Singled out for praise is the introduction of the soft drinks industry levy, which has already led many drinks manufacturers to reduce sugar from their drinks, and the sugar reduction programme, led by Public Health England. Today’s announcement of a calorie reduction programme of work was also welcomed by the OHA.

But OHA warns that the current plan does not do enough to tackle the relentless exposure of children to junk food advertising on TV and online and will not be enough to significantly reduce levels of childhood obesity which is currently at a devastating all-time high.

Caroline Cerny, Alliance Lead, said: “Good progress has been made over the last year with strong measures to reduce sugar from foods and drink and we look forward to seeing ambitious targets for industry to make the food we eat less calorific. However, we can’t ignore the fact that the food industry continues to get away with bombarding children with adverts that we know encourage unhealthy food choices.

“The existing regulations are full of loopholes and don’t reflect the way children watch TV or online content. Failing to tackle this area is significantly undermining the impact of the Childhood Obesity Plan.  After one year, it is scraping along with a C grade, rather than topping the class with an A star.”

OHA Steering Group member, Professor John Wass said: “2016 marked the launch of the Government’s first comprehensive Childhood Obesity Plan. But 2016 was also the year childhood obesity rose to a new, ferocious high. As our children’s waistlines continue to increase, so do their chances of developing devastating diseases such as Type 2 diabetes, cancer, cardiovascular and liver disease plus associated mental health problems.”

“The Government pitched this Obesity Plan as the start of the conversation. We agree this is just the start. The stronger elements of the plan are progressing well, but these alone are not enough. We now urgently need to resume that conversation, to give us the best chance of protecting our children’s future health.” 

More than one in five children are already obese or overweight in their first year of primary school, rising to over one in three by the time they leave. The OHA demands that the Government ensures that every child has the best possible start in life.
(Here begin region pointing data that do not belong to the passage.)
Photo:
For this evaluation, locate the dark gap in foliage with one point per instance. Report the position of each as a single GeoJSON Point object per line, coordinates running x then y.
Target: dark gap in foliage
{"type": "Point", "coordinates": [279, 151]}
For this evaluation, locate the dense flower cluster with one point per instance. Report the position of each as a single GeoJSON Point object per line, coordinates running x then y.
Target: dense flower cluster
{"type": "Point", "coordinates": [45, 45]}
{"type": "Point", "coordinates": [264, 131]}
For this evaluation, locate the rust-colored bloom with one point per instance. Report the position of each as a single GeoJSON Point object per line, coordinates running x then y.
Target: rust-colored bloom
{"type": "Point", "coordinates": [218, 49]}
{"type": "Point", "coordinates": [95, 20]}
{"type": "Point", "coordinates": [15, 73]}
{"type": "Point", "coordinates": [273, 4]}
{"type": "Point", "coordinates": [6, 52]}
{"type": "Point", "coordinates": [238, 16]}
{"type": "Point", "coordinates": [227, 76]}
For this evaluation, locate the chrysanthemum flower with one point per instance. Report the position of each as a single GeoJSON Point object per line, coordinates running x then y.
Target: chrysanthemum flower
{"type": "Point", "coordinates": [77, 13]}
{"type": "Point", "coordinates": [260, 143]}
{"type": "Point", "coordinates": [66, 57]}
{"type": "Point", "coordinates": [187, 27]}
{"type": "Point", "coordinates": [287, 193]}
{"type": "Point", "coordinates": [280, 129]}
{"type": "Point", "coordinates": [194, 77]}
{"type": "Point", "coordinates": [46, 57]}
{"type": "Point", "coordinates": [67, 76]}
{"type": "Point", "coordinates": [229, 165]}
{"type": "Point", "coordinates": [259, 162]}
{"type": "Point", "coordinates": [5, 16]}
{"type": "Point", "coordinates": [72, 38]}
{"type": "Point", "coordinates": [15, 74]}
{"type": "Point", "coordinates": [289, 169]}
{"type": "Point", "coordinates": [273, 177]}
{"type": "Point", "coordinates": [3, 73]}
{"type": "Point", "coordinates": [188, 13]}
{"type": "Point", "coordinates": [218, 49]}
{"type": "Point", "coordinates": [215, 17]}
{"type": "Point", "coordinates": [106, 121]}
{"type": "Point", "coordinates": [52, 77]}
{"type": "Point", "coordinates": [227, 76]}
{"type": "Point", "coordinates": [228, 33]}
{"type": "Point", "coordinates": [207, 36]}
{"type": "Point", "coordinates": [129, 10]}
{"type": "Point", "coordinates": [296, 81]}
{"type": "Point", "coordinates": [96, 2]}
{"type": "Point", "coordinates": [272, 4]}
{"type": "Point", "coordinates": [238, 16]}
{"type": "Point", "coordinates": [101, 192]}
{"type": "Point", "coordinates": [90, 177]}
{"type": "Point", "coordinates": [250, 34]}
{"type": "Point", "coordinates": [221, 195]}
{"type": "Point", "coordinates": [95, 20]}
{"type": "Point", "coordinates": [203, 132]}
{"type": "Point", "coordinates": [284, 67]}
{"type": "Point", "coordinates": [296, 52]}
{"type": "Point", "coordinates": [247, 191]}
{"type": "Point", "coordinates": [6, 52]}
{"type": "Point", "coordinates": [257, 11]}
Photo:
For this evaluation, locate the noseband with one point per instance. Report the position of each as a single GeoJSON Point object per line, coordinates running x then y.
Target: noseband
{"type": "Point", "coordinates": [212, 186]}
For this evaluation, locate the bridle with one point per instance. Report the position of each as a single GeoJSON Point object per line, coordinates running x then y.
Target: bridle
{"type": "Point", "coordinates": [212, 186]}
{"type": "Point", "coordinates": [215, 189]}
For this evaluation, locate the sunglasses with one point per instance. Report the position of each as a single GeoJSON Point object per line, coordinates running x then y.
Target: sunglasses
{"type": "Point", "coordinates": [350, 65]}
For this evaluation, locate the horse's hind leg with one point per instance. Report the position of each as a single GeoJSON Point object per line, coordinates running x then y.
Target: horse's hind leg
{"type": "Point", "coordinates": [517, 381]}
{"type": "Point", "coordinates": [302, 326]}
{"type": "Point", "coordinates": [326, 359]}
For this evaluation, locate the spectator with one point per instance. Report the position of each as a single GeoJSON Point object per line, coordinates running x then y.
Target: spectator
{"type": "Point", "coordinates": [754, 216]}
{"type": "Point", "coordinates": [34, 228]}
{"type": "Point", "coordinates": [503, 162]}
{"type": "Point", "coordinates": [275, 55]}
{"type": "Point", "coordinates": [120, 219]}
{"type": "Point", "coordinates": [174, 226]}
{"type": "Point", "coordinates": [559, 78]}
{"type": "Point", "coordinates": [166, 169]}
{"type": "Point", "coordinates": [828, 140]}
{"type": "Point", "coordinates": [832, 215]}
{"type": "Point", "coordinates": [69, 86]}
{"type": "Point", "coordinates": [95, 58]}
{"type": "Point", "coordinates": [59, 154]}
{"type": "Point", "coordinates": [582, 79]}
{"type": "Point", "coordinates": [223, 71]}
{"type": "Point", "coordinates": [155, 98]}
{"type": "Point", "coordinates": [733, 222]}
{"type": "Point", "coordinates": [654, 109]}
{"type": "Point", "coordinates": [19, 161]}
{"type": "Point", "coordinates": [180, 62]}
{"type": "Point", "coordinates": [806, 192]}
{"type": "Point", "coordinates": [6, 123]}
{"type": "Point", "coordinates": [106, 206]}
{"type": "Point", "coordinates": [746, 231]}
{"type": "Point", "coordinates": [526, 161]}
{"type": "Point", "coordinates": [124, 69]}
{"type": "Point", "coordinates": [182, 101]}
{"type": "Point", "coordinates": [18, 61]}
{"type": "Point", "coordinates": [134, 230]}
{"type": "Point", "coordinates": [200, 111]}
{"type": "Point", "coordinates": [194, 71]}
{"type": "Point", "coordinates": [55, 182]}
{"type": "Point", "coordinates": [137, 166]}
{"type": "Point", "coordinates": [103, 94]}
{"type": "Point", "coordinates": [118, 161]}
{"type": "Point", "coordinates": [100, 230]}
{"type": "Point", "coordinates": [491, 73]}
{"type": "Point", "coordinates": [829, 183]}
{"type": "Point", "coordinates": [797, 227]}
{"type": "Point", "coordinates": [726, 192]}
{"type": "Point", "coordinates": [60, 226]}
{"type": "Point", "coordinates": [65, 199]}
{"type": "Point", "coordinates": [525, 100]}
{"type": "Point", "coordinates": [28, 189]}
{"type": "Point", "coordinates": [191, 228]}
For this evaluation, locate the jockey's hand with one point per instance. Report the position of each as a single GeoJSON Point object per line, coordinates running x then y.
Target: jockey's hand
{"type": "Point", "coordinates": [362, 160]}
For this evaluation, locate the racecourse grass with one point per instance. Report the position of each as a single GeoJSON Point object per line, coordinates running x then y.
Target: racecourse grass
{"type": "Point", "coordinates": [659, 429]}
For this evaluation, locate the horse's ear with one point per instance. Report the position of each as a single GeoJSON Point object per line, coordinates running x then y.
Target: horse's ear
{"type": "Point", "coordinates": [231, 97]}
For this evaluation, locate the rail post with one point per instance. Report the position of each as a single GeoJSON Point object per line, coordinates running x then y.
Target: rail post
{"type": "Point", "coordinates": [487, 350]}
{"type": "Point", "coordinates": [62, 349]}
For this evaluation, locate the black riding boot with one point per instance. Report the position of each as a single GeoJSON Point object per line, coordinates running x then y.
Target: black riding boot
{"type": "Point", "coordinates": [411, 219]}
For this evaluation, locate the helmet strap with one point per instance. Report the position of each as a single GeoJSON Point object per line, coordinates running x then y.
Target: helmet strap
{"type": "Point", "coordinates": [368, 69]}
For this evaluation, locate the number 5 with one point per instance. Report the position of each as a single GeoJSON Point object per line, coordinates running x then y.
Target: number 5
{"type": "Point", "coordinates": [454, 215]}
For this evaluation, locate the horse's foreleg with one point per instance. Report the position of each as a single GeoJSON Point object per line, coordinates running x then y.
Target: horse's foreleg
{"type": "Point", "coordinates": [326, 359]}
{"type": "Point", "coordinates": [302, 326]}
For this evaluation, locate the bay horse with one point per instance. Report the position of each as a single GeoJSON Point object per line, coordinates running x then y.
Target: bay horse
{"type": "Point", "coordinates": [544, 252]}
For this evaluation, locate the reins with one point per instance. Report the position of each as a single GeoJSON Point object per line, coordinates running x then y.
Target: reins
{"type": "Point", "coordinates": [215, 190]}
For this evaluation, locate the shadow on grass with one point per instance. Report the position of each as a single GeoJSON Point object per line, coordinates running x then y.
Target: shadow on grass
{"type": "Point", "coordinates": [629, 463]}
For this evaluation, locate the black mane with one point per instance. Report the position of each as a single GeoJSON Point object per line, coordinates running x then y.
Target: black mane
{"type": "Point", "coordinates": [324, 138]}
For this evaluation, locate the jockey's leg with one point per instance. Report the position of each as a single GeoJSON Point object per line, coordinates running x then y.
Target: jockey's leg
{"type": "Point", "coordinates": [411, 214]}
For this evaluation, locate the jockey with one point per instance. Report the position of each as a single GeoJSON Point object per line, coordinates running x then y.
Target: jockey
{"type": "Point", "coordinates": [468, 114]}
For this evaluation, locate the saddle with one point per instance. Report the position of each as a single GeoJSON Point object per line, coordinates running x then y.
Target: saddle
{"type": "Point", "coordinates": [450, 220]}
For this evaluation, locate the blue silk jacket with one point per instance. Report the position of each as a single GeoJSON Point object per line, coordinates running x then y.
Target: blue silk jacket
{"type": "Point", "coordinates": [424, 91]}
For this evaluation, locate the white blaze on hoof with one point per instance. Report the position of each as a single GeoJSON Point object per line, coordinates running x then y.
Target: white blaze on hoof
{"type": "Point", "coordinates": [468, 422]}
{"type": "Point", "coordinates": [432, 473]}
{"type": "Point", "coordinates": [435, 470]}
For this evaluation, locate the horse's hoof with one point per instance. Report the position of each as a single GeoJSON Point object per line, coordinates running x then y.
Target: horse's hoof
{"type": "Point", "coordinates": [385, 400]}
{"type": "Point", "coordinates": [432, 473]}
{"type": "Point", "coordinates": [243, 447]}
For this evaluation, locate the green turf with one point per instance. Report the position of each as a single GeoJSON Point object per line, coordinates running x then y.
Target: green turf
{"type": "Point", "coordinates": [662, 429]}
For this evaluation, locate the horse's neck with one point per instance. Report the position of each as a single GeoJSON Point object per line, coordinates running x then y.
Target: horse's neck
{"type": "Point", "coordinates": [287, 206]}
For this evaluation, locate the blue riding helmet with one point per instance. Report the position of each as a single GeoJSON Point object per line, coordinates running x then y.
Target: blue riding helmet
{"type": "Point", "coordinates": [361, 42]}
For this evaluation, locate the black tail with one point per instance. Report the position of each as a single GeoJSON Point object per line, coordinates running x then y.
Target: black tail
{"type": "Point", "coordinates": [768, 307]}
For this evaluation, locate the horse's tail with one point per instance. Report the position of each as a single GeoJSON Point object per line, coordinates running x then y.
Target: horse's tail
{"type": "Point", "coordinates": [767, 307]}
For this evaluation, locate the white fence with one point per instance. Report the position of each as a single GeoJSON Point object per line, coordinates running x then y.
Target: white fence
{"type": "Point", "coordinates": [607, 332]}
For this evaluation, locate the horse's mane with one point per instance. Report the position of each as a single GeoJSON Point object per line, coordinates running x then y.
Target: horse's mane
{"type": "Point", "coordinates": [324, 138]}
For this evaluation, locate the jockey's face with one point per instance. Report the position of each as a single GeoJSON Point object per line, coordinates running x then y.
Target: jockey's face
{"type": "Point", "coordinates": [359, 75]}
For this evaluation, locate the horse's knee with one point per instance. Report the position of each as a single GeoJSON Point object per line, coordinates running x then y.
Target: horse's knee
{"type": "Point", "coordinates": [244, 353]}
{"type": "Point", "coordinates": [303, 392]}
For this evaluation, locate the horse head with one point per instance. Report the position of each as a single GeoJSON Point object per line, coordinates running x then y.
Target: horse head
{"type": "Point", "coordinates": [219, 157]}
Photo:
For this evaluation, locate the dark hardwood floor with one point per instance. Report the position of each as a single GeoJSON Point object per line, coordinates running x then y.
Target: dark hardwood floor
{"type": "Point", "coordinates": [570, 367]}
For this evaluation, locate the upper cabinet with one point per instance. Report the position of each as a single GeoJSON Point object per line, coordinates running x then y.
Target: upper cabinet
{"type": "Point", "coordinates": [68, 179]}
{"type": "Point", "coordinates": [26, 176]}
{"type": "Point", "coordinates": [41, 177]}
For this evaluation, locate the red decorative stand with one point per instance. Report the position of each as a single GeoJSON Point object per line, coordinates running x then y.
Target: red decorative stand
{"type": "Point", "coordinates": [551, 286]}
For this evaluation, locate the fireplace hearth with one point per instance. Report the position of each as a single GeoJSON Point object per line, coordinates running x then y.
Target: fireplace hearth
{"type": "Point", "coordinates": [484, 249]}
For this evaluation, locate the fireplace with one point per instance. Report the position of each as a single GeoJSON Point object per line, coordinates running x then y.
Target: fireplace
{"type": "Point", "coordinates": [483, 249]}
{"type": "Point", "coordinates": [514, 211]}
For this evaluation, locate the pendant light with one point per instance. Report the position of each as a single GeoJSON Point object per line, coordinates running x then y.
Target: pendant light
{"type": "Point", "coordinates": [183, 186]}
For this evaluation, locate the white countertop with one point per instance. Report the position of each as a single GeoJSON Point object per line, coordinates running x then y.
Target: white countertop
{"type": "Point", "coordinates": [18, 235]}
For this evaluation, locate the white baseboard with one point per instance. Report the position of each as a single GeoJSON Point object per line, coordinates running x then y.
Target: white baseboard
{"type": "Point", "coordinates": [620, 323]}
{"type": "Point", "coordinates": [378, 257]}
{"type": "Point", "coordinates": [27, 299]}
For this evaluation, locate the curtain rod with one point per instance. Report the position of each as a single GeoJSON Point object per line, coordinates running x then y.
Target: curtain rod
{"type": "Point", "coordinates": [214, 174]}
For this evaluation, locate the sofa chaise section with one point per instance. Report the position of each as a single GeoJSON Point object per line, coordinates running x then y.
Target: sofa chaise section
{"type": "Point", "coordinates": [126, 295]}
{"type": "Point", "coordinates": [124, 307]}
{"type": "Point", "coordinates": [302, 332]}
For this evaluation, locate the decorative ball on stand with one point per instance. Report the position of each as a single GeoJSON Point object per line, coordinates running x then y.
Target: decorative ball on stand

Their current reluctance to combat junk food advertising is a major concern to public health campaigners. Parents and families must be enabled to make healthy food choices. Our children deserve to grow up in a healthier environment.

Tackling Childhood Obesity: End of Year Report

The Obesity Health Alliance, a coalition of over 40 health organisations, has marked the Government’s progress in tackling childhood obesity over the past year.

Overall in one year since the launch of the Government’s Childhood Obesity Plan, some progress has been made in tackling childhood obesity but there are immediate areas for improvement. 

With one in three children overweight or obese, significantly more effort needs to be made to protect their future health.

Bringing in the Soft Drinks Industry Levy
The Government has made excellent progress over the last year with the soft drinks industry levy agreed by Parliament and due to come into force in April 2018. Several soft drink manufacturers and retailers have already made promising moves to reduce sugar from their drinks.
This policy has great potential to improve children’s health.

Exceeding expectations

Grade: A

Removing sugar, salt and saturated fat from everyday foods
The sugar reduction programme led by Public Health England has got off to a promising start and we are looking forward to seeing clear results showing an initial 5% reduction in sugar from foods most commonly eaten by children in March 2018.
To achieve the best results, this programme must be extended as soon as possible to include saturated fat and overall calories and must also include meaningful sanctions for companies who fail to meet the targets.
Grade: B
Below expectations – significantly more progress is needed in this area
Reducing junk food marketing to children
It’s disappointing that the Government has taken no action to close loopholes that allow children to be relentlessly bombarded with junk food adverts during peak family TV viewing time.
Rules to restrict junk food adverts to children have finally been extended to cover online, cinemas and posters but these do not go far enough.